Reserve Bank governor Graeme Wheeler acknowledged calls to cut interest rates, given the tumbling price of crude oil, before arguing that keeping rates on hold was the most prudent option given the potential for domestic inflation to accelerate.
Wheeler set out the bank's thinking in a speech to the Canterbury Employers' Chamber of Commerce a week after he shifted monetary policy to neutral and said the next move in rates could be up or down. He said the biggest risks to the New Zealand economy, which is "performing well", are uncertainties over China's economy and four key prices - dairy, crude oil, houses and the exchange rate.
A supply side driven drop in the price of crude oil to around US$50 a barrel would deliver a $2.3 billion reduction in the cost of New Zealand's annual petroleum imports, amounting to 1 percent of nominal gross domestic product compared to mid-2014 levels. That amounts to a $600 annual increase to a household's disposable income, Wheeler said.
"Some commentators have suggested a cut in interest rates would be appropriate at this stage," Wheeler said. "With a sizeable positive supply side shock, such as a major fall in the price of oil, a cut in interest rates can be appropriate if there is sufficient capacity to accommodate additional demand."
A rate cut could also be warranted if domestic demand and price pressures fell further, perhaps in response to drought or some external economic event, he said.

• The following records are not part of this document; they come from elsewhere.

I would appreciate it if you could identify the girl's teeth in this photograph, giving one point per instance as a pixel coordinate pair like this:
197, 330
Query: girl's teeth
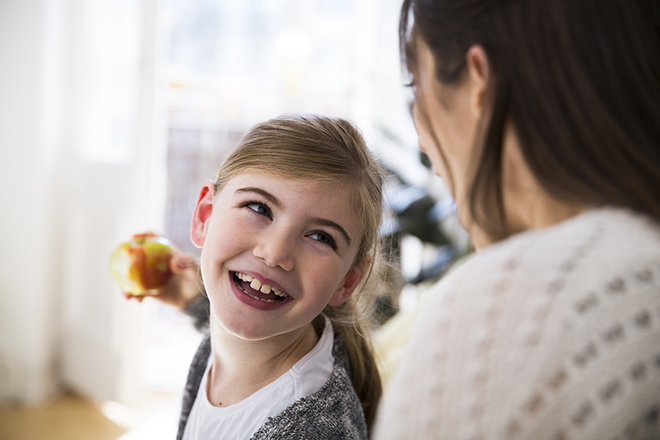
255, 284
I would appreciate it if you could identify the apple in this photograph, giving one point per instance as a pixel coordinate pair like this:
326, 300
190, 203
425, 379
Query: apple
142, 264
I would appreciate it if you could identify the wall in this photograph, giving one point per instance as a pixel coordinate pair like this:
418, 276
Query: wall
28, 197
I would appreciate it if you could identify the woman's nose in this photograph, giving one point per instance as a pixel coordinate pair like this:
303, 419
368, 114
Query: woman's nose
276, 248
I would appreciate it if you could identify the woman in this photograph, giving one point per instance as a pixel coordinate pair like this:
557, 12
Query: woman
544, 119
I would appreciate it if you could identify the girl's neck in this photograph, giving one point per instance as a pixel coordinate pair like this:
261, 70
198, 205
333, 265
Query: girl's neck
240, 367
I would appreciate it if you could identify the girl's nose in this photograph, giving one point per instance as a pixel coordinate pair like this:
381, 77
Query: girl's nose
275, 249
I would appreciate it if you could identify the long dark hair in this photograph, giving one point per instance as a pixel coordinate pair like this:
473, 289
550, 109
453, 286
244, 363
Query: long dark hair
579, 80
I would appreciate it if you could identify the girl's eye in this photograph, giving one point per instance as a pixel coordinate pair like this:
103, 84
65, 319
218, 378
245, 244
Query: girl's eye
260, 209
324, 238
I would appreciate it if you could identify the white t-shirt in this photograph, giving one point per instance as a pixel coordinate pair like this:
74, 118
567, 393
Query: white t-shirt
243, 419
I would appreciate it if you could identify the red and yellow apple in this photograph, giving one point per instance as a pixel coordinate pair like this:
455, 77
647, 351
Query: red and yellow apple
142, 264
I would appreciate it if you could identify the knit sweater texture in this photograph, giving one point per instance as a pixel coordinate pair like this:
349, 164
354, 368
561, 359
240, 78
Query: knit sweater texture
333, 412
552, 334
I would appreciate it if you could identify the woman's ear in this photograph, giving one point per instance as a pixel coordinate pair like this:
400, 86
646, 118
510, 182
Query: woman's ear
476, 61
348, 286
202, 214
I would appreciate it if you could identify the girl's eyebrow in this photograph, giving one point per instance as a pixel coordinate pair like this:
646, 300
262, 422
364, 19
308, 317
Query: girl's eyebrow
333, 225
265, 194
316, 220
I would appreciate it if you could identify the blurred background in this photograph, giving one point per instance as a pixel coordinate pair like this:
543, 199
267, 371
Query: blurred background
112, 115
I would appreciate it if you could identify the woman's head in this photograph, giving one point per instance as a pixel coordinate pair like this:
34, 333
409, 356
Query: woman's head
575, 82
320, 149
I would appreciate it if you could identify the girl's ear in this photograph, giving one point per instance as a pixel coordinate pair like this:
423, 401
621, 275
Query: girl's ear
347, 288
479, 70
202, 214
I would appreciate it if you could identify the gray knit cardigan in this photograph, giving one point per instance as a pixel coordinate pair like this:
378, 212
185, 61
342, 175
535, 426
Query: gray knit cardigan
333, 412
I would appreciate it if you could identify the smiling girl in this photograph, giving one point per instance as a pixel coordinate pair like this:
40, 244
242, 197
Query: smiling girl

"However, in our current situation there are important considerations why a period of OCR stability is the most prudent," Wheeler said today. While falling commodity prices reduce headline inflation for a period they don't deliver sustained weaker inflation.
Headline inflation in New Zealand also doesn't reflect underlying cost pressure in the non-tradables sector, and the bank's medium term forecasts and measures of core inflation "are well within the target band," he said.
He noted New Zealand is the only advanced economy with a positive output gap the past two years, a falling jobless rate, strong migration, strong labour force participation and upbeat business and consumer sentiment. The country has also experienced an effective easing in credit conditions, with declines in fixed rate mortgages "at a time when we have financial stability concerns about accelerating house prices in Auckland."
Wheeler said the bank "will continue to monitor housing developments carefully, and the role that the banking system may be playing in contributing to pricing pressures in the housing market.
"We will be talking more about the housing market over the next few months," he said. While the bank's loan-to-value restrictions helped constrain demand, house price inflation "appears to be increasing again in Auckland due to rising household incomes, falling interest rates on fixed rate mortgages, strong migration inflows and continued market tightness."
Wheeler repeated that the New Zealand dollar "remains unjustified in terms of current economic conditions" and is "unsustainable in terms of New Zealand's long-term economic fundamentals."
The New Zealand dollar was recently at 73.70 US cents, from 73.35 cents immediately before the 1pm release of the speech.